A few weeks back, I upgraded my backup RAID to use quiet, cool, 2TB disks. After working for a few days, one of the disks started throwing SMART alerts, which (in this case) signaled imminent failure. Soon enough, the drive became non-responsive. (This often happens with commodity components like drives or RAM: either they fail right away, or not at all.) As the drive was still under warranty, I got a replacement drive and swapped it into the RAID, and now all is well.
But, back up a bit. What do you actually see when this happens, and what do you need to do? Well, first of all, remember that the R in RAID stands for “redundant”. The whole point is that if one disk fails, the data remains safe on the remaining disk. At first glance, the RAID looks totally fine.
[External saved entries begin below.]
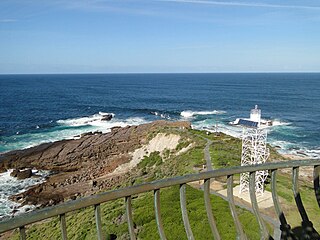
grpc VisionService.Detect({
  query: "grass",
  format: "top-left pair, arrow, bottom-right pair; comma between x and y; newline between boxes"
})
11,185 -> 262,240
265,172 -> 320,232
187,129 -> 243,169
138,151 -> 163,169
7,127 -> 304,239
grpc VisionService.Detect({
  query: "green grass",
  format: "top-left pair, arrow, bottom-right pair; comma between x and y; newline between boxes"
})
138,151 -> 163,169
265,172 -> 320,232
176,139 -> 192,151
12,185 -> 263,240
8,127 -> 289,239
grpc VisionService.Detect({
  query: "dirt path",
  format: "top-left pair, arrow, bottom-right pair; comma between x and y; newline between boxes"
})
204,138 -> 213,171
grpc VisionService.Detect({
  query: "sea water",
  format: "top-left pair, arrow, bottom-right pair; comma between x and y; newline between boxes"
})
1,73 -> 319,157
0,73 -> 319,215
0,169 -> 49,219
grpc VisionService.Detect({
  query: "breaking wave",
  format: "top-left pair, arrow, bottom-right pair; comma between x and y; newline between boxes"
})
0,169 -> 50,220
192,118 -> 320,159
272,119 -> 291,127
57,112 -> 115,127
180,110 -> 226,118
0,113 -> 149,153
150,111 -> 171,120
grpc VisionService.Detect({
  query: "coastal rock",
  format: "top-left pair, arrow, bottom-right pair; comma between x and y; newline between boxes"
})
16,169 -> 33,180
101,114 -> 113,121
10,169 -> 19,177
0,121 -> 191,208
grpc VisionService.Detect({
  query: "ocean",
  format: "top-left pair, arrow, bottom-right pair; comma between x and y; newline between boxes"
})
1,73 -> 319,157
0,73 -> 320,217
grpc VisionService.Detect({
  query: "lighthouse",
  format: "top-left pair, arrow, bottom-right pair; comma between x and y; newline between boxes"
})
250,105 -> 261,127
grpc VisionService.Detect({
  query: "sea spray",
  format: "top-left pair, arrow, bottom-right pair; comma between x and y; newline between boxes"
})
181,110 -> 226,118
0,169 -> 50,219
0,114 -> 149,153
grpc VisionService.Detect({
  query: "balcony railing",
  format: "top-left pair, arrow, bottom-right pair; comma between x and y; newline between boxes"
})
0,159 -> 319,239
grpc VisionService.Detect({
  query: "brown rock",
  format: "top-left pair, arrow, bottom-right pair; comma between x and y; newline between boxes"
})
0,121 -> 190,208
16,169 -> 32,180
101,114 -> 113,121
10,169 -> 19,177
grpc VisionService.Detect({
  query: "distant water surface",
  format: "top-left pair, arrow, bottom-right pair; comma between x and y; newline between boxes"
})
0,73 -> 319,157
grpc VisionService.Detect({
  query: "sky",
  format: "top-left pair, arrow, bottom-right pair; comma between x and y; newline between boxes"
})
1,0 -> 320,74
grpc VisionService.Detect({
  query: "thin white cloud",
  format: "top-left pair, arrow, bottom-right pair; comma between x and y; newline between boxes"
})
160,0 -> 320,10
0,19 -> 17,23
54,0 -> 159,16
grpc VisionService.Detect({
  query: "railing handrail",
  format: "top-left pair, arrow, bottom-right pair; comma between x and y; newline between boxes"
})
0,158 -> 319,235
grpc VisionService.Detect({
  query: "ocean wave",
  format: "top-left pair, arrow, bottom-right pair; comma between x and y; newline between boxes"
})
270,140 -> 295,150
98,111 -> 115,117
0,169 -> 49,219
57,112 -> 115,127
181,110 -> 226,118
272,119 -> 291,127
305,148 -> 320,158
150,111 -> 171,120
192,120 -> 320,159
0,115 -> 150,153
191,119 -> 242,138
266,140 -> 320,159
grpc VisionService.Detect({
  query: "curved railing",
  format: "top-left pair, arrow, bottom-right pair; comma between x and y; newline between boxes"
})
0,159 -> 319,239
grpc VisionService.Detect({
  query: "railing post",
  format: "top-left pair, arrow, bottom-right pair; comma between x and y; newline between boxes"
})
180,184 -> 195,240
60,213 -> 68,240
204,178 -> 221,240
94,204 -> 104,240
125,196 -> 136,240
292,167 -> 320,239
249,171 -> 269,240
314,165 -> 320,208
227,175 -> 246,240
292,167 -> 310,222
154,189 -> 167,240
271,169 -> 296,239
19,226 -> 26,240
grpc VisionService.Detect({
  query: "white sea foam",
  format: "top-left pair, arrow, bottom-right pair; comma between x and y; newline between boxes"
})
98,111 -> 115,117
57,112 -> 115,127
305,148 -> 320,158
0,169 -> 50,219
272,119 -> 291,127
56,113 -> 148,130
181,110 -> 226,118
151,111 -> 171,120
1,113 -> 150,153
269,140 -> 295,150
163,114 -> 171,119
124,117 -> 148,125
191,119 -> 242,138
192,118 -> 320,159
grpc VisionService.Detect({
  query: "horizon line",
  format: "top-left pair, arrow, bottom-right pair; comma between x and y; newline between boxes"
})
1,71 -> 320,75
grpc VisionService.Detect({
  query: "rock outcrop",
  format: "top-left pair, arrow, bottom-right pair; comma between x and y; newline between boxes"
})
10,168 -> 33,179
0,120 -> 191,207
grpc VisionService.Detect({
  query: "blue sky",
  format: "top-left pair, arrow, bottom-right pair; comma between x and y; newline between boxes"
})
1,0 -> 320,73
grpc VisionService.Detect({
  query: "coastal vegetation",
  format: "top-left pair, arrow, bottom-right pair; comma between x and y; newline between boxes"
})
5,124 -> 318,239
10,185 -> 261,240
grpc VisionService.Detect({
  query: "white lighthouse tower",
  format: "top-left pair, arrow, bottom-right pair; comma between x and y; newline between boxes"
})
250,105 -> 261,127
239,106 -> 269,195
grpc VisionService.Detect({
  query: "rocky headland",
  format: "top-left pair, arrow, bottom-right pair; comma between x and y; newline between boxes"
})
0,120 -> 191,209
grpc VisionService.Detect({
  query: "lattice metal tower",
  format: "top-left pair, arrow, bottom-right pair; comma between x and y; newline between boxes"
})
239,128 -> 270,195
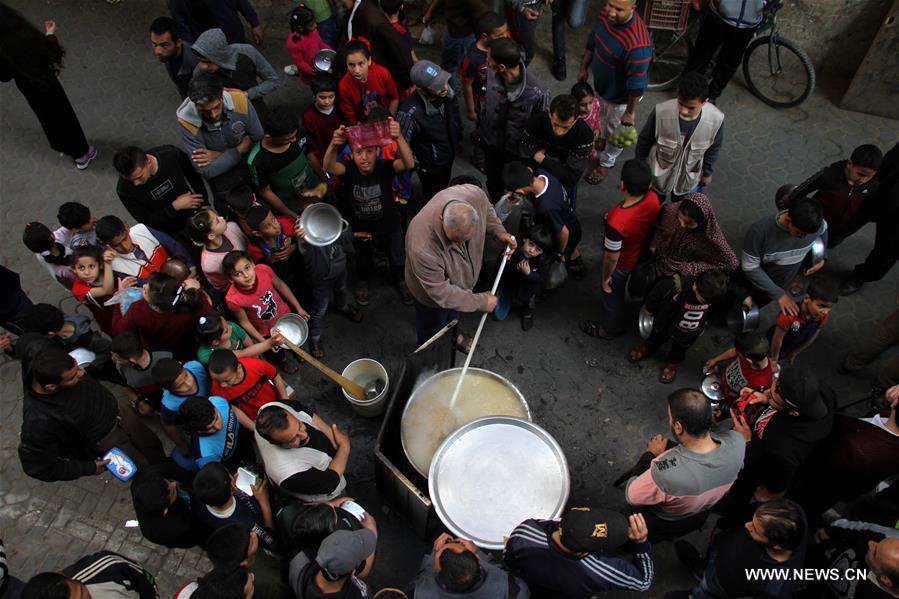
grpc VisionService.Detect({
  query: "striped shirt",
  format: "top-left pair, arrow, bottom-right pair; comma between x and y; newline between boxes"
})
585,13 -> 653,104
503,519 -> 653,597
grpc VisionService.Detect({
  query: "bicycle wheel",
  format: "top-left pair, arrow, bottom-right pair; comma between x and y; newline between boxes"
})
648,29 -> 693,91
742,35 -> 815,108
If you run Disk Utility, though, it will tell you that the RAID is “degraded”, like so:
Note that if you have a problem, one of the disks might say “Damaged” or some other status instead of “Missing”, but the idea is the same. So, first land mine: you might be tempted to remove this damaged disk from the RAID set in Disk Utility. Do not do this. Instead, you want to get this disk out of the machine entirely, leaving the software part of the RAID alone for the moment.
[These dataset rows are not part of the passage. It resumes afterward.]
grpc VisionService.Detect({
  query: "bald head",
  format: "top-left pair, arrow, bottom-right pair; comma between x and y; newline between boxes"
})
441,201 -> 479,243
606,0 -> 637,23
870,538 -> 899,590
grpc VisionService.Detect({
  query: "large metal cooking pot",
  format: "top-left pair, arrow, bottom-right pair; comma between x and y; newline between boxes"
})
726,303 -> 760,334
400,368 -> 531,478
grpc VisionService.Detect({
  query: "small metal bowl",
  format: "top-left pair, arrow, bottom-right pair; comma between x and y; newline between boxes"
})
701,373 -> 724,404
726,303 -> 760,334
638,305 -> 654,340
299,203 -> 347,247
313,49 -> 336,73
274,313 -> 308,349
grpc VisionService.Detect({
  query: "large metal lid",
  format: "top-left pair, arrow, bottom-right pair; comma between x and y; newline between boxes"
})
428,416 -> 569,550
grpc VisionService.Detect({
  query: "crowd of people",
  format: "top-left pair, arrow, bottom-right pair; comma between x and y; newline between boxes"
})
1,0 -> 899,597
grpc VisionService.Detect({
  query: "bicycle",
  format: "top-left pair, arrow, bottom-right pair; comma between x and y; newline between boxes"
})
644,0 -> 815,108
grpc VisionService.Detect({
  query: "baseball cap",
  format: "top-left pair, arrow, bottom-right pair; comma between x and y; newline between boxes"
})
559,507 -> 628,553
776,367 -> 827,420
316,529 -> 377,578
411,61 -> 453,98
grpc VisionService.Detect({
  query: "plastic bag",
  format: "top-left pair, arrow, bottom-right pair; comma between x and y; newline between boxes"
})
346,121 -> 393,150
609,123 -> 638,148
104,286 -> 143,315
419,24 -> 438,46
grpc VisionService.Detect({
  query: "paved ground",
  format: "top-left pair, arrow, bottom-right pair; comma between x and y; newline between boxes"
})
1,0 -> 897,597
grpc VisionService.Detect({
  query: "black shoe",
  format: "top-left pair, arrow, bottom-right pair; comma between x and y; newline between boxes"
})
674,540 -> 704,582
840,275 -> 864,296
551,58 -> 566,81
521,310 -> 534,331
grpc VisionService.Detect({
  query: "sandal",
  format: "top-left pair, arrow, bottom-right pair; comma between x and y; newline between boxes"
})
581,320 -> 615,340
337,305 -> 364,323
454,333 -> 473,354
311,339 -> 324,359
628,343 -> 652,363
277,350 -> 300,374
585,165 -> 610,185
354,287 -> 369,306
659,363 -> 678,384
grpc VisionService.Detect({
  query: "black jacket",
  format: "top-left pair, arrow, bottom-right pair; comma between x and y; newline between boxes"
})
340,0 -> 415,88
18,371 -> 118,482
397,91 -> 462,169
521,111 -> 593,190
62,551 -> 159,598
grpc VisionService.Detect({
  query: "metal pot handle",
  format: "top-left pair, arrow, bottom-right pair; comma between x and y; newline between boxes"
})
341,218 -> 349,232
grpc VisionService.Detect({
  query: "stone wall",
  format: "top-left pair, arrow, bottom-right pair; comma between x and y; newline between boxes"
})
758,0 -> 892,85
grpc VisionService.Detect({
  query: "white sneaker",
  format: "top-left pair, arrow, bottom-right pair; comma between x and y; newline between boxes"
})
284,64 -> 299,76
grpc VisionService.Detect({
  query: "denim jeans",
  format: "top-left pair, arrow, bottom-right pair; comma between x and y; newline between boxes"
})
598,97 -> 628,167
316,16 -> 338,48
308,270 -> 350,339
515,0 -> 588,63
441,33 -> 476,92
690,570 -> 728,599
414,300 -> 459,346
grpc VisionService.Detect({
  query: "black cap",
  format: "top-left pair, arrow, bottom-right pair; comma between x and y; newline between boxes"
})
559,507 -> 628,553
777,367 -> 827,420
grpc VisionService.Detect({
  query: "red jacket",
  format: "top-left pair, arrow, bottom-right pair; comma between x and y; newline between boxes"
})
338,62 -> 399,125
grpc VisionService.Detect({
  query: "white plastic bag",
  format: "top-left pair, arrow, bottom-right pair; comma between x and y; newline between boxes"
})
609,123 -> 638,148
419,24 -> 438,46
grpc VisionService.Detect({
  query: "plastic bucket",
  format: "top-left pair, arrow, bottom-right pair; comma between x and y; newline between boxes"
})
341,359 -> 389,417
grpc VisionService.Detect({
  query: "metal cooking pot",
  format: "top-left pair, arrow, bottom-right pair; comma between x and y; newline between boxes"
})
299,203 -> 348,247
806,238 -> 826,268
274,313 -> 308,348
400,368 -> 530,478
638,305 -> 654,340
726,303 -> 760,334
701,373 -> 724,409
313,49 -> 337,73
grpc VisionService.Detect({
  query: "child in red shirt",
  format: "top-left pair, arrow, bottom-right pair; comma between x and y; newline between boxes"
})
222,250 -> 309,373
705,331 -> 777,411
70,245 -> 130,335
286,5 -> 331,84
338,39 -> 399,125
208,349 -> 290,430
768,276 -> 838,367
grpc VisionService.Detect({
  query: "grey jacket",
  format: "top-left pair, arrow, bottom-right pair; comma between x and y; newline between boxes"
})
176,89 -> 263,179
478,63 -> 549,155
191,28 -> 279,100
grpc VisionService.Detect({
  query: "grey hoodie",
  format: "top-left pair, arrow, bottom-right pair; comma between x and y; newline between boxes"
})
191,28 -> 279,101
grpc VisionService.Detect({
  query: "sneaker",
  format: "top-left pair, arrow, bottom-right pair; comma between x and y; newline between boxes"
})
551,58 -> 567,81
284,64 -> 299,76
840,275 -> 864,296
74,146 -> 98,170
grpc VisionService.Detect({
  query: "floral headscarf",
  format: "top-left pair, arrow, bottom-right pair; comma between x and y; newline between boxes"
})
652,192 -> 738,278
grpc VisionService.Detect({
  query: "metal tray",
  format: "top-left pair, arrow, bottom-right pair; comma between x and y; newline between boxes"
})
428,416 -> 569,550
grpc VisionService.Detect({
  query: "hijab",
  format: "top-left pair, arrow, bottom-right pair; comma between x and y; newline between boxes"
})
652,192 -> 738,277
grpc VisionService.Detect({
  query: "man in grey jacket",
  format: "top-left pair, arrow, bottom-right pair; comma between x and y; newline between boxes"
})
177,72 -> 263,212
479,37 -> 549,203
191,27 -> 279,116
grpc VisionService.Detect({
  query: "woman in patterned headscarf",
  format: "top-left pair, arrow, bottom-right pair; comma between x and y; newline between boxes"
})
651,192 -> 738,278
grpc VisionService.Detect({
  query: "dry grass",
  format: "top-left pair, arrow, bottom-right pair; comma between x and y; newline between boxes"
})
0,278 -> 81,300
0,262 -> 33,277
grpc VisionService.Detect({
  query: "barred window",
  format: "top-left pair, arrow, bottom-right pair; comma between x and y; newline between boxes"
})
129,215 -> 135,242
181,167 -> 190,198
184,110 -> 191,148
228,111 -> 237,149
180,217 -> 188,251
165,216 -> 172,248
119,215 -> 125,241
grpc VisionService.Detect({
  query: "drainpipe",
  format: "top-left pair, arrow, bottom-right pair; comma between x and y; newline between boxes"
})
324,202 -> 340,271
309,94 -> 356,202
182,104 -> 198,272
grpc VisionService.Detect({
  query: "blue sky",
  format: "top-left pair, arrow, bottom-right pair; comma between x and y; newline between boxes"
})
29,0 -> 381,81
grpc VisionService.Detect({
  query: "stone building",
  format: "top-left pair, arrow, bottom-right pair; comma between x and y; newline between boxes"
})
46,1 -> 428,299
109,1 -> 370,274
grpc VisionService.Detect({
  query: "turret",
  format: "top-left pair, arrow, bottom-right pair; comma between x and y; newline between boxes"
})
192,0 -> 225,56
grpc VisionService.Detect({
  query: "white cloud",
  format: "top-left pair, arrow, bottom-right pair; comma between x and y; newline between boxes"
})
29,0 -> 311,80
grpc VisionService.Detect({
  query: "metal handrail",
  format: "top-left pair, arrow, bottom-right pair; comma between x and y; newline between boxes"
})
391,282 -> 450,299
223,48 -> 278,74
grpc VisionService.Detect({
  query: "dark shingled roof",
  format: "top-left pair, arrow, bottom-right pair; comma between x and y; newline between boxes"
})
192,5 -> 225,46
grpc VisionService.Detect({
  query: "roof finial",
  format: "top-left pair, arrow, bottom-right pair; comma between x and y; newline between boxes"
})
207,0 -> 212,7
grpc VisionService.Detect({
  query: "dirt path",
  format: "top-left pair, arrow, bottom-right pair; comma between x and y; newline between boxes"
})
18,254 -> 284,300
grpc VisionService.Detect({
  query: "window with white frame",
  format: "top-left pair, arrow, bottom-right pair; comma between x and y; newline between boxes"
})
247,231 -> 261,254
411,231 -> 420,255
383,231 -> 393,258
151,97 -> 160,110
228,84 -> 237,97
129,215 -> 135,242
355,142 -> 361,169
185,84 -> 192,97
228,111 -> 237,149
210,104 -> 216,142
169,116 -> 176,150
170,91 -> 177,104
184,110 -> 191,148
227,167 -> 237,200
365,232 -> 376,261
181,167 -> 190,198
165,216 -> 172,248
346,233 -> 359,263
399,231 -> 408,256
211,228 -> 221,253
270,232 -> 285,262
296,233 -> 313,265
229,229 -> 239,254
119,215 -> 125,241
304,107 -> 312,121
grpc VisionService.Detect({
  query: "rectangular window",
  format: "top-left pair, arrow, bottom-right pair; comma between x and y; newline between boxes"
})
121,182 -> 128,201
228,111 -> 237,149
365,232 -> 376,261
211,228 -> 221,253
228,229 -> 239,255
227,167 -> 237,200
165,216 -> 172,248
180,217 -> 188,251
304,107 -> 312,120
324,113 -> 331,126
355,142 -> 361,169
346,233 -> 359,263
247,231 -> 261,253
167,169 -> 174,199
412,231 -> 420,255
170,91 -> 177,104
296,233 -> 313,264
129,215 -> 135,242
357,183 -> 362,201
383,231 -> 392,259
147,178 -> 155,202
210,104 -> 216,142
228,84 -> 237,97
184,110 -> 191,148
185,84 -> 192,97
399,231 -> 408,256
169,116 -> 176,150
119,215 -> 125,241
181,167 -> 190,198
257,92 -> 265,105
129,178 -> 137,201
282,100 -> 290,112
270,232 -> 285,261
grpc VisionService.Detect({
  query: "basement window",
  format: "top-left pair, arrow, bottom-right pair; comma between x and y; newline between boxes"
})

Which brings us to the second land mine: how do you know which disk to remove? In the list of disks on the left of the Disk Utility screen, if you click on one of the disks, it should tell you what bay contains the drive at the bottom of the screen. If you still can’t tell, take a look at the RAID information for something like “disk1s2″ on the damaged drive. Then run System Profiler. In the “Hardware: Serial-ATA” section, you should be able to find the matching “BSD Name” for the drive and figure out which bay the disk is in.
Once you know what bay to empty, turn off Time Machine, then shut down the machine and remove the drive (follow the link mentioned at the start of this post for how to do this). I should point out that, if you need to, once the disk is removed, you can restart the machine and use it for a while. The RAID will still be degraded, but will function with one disk if needed. (I ran in this state for a while while waiting for my replacement drive.)
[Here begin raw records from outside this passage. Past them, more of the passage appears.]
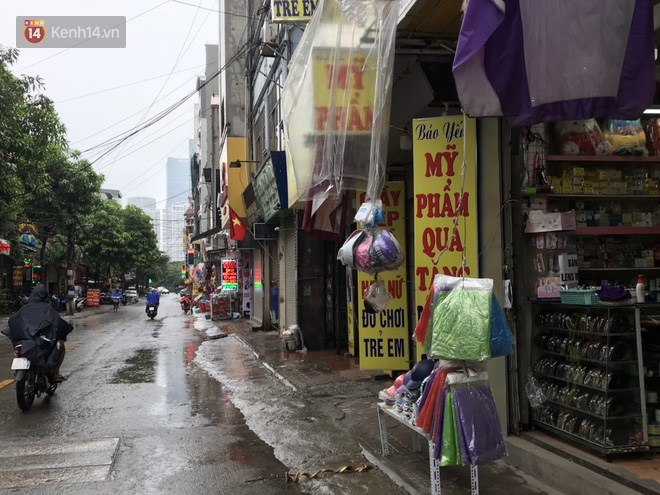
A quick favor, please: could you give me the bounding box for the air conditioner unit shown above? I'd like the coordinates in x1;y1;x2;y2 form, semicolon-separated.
261;22;279;44
253;222;278;240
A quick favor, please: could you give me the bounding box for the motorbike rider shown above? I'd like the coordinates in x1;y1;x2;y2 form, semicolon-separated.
145;288;160;314
110;288;122;308
180;294;191;314
7;284;73;382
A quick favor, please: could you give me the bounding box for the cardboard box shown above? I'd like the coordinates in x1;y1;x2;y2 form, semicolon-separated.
525;209;577;233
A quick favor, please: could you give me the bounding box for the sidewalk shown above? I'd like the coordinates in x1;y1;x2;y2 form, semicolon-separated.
195;317;643;495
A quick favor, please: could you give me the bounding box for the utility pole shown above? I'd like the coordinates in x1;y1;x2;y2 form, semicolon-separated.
65;221;75;316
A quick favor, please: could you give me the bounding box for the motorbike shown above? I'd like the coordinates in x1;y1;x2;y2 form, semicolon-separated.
2;322;60;411
180;297;191;314
111;296;121;312
74;296;86;313
50;294;66;312
147;303;158;320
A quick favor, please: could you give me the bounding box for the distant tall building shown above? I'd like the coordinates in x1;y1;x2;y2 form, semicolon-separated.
166;157;190;208
161;203;186;261
99;189;122;202
127;196;161;248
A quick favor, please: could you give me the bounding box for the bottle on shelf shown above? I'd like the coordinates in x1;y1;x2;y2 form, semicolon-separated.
637;274;645;303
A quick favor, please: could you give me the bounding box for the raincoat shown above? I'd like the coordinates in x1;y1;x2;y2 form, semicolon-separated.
145;290;160;307
2;285;73;370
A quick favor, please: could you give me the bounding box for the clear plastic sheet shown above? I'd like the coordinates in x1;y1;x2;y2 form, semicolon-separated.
281;0;398;203
431;276;493;361
554;119;610;156
603;119;648;156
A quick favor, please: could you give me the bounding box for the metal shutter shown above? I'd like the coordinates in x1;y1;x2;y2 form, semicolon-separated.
284;218;297;328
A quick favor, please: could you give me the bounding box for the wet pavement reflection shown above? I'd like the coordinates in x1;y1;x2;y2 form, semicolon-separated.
0;297;303;494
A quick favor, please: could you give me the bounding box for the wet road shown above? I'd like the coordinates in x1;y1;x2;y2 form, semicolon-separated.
0;297;302;494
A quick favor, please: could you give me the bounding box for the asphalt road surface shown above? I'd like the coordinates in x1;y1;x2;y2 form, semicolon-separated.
0;296;302;494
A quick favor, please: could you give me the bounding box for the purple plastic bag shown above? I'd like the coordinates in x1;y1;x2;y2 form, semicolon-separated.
452;384;508;465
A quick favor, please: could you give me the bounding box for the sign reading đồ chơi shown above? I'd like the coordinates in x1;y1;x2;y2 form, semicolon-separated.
357;182;409;370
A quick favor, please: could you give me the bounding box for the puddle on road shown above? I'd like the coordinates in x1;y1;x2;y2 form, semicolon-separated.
111;348;157;384
151;331;159;338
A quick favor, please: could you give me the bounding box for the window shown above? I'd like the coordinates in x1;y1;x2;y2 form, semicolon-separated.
267;84;280;151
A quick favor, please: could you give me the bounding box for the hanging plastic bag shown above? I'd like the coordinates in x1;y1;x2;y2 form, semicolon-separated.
431;276;493;361
337;226;404;275
363;280;391;313
525;370;546;409
448;371;508;465
440;390;463;466
489;294;514;358
281;0;399;204
193;263;208;286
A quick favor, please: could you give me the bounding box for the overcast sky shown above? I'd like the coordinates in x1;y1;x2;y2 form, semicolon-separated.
1;0;220;209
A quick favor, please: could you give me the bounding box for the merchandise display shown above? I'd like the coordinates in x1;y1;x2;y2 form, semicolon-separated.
603;119;648;157
529;304;648;457
546;164;660;197
554;119;611;156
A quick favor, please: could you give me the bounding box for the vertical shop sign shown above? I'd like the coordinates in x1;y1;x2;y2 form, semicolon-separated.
243;256;253;319
13;266;23;286
413;116;478;361
558;254;578;287
86;289;100;307
357;182;409;370
346;266;356;356
221;258;238;292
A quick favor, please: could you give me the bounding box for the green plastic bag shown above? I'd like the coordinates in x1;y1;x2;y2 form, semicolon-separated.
441;391;462;466
431;276;492;361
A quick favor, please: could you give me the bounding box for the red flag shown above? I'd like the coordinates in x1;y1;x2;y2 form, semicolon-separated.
229;206;247;241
Once the disk is removed, you have a couple of choices: you can try to repair the disk, or you can replace it. If you want to try repairing the disk, you should do so using a totally different machine. The reason for this is that once a disk has RAID information put on it, there is a chance that it will try to sync with other RAID disks as soon as it is put on a system with them, which could blow the information away.
One tool that helps immensely in messing with drives and moving them around is something like the NewerTech Voyager Q. This is a box that has several different kinds of disk interface on the back (USB, FireWire, eSATA) and a slot on top into which a SATA disk can be plugged, without messing with screws and mounting brackets and such. It’s totally worth the $70.
Anyway, however you do it, mount the drive on a different box and try to repair it. In my case, this didn’t work, and I had to replace the drive. If you must do so, it is crucial that you get a drive with the same capacity as the good drive in the RAID. Ideally, you want the same exact model of drive.
So, now that you have either a repaired or new disk, you hit the most important land mine: if you try to install this disk into your RAID, and it has some residual RAID information on it, it may hose your data. So, you need to reformat the drive before you add it in. Again, this is best done on a totally different machine. Being paranoid, I reformatted mine to FAT, then reformatted again to HFS, doing a single pass zeroing out of the data.
Now, install the drive into the main machine and startup. Once you are up and running, launch Disk Utility again. Get to the RAID section. As far as the software knows, the old drive it knew about is still missing, so you’ll see something much like the screenshot above.
If you click on the “Missing” part of the RAID in the UI, the buttons at the bottom should change to “Delete” and “Demote”. You should avoid the first one entirely, and only use “Demote”. This will pull the bad disk out of the RAID, but leave the original disk as part of the RAID.
You can now also drag the new disk into the RAID list:
Once both of these are done, click the parent item in the RAID list. One of the buttons on the bottom will change to “Rebuild”. Hit this button. You will get a confirmation dialog:
Click “Rebuild”, and then watch the progress:
Rebuilding takes hours, so read a book or something. Once it is done, the RAID should be just how you left it, but in full working order. Turn Time Machine back on and away you go.